With districts focusing on rebuilding relationships and providing access to online learning, a first round of assessments will likely be given a few weeks into the school year. Marion, though, strongly urges refraining from assessing students for at least the first two weeks.

Jacquelyn Johnson, director of research, evaluation, assessment and accountability for Clayton County Public Schools, said her district pushed its assessment window and extended it and won’t be administering student assessments until after Labor Day. The Georgia district began its school year this week. 

And while fall assessments should determine how kids were impacted by closures and give an idea of their baseline, as well as identify their most immediate academic needs, Jensen said winter and spring follow-up assessments should be given to determine if the interventions are improving achievement and growth.

How will curriculum planning be impacted?

Curriculum experts agree assessments this school year should be used to identify and fill gaps in student learning. When students’ gaps are identified, they say, it’s important to accelerate their learning rather than to try to gain all the ground lost during closures.

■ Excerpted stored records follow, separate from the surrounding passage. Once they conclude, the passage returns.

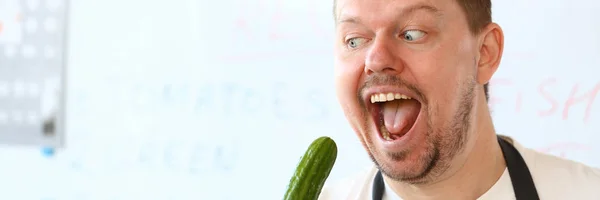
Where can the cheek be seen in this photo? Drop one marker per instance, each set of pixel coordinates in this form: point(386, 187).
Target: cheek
point(348, 76)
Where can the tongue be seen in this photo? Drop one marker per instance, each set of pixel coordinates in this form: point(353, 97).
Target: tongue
point(399, 114)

“We need to expose them to grade-level content and curriculum and keep them moving,” said Johnson. “If you lower the expectation and remediate a full year because you think they’re that behind, there are ways to work smarter than that.”

Marion said one way is to pair assessment data with “opportunity to learn data,” which includes information gathered from surveys and questionnaires around access, engagement and attendance during closures. “It’s the only way you’ll be able to make sense of the [diagnostic] results,” Marion said.

However, there still exists a divide among experts on how to approach the assessment process overall should instructors enter the school year planning for gaps and allow assessment results to confirm their hunches, or should teachers hope for the best and then let assessments guide curriculum planning?

Marion leans toward the former. “You have to start teaching right away and then worry about the assessment,” he said, adding assessments should be used to confirm expected gaps.

Johnson, however, said that attitude could “create angst” for students and teachers. While she acknowledges the research around “COVID slide,” Johnson said she doesn’t “want our students [and teachers] to feel defeated before they even start.”